On February 26th, the Federal Communications Commission (FCC) said “yes” to net neutrality.
This 3 to 2 vote reclassifies Internet service providers as public utilities, on the same level as gas, electric and water utility companies. These new rules make sure that Internet Service Providers (ISPs) treat all legal content equally and insures that all consumers get fair access to their services.
This means that from now on Internet providers can no longer speed up access to sites that pay for faster connection. The FCC wants us to be able to browse websites of large, influential companies just as fast as the smaller sites with less traffic. We currently do not live in a ‘net neutral’ world, meaning that right now Internet providers are reserving “fast lane” networks for companies that are willing to pay big bucks for that privilege.

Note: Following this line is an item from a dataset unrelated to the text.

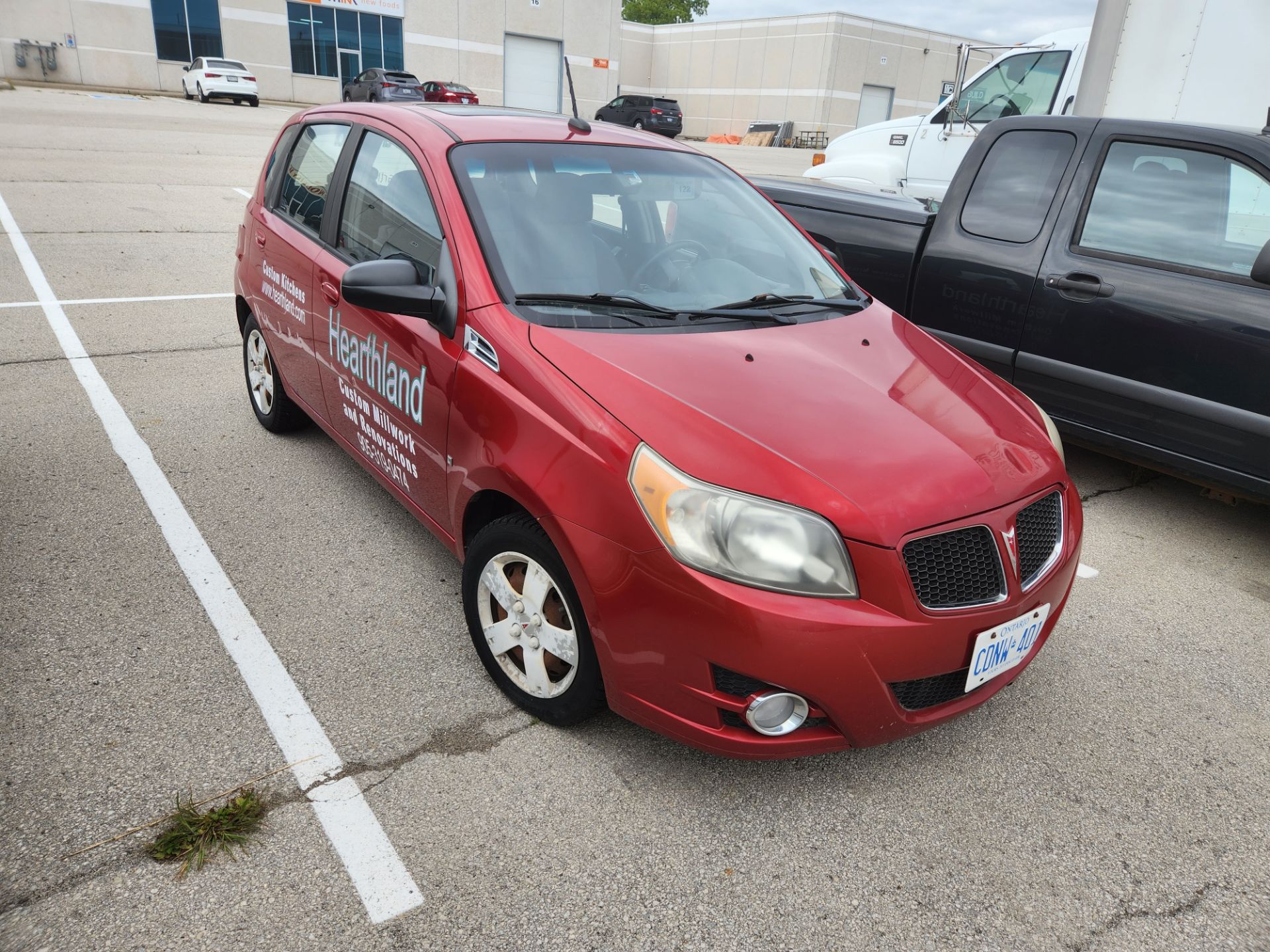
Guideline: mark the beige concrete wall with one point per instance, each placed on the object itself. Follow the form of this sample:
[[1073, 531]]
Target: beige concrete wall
[[444, 40], [807, 69]]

What about those who can’t pay for faster connection? Their transmission speeds are slowed, and this is called paid prioritization.
Pretty unfair, right? Well, with net neutrality, also called open Internet, this type of discrimination will be prohibited. This is a big win for small businesses, startups and content providers!
Paid prioritization was bad for innovation and put the little guys at a major disadvantage. FCC Chairman, Tom Wheeler, says, “the Internet is too important to allow broadband providers to make the rules.” – and President Obama agrees.
Now that net neutrality has been approved by the FCC, there’s no telling what the future will hold. Your company’s website is now on an even playing field with the likes of Facebook and Netflix, and that’s great for business.
What Do You Think?
Does FCC control over ISPs have unforeseen implications for the future? Are there other downsides? Share your thoughts in the comments below or on our Facebook page.
Net neutrality is a BAD thing. Those who can pay more should get fast lane service. It’s called the free market. The Net Neutrality regulation marks the end of freedom online and the 300+ pages that weren’t released to the public will ultimately pave the way for content regulation in the name of “fairness.” Those who control information, control the world. Finally, the “fast lane service” for those who can afford it will not go away with this vote. There will always be carve outs and exceptions for big business favored by whomever is in power. Cronyism is all too dominant today. No one should support this type of regulation. It has brought government into was was formerly the most free (and successful) venue for free speech and innovation. A sad day indeed.
Thanks for your comment, Rick. There are certainly two sides to the story, and you bring up some great points. It’s tough because on one hand you’ve got small businesses who can “theoretically” now compete with larger organizations online, and yet there will always be loopholes for those with indispensable funds.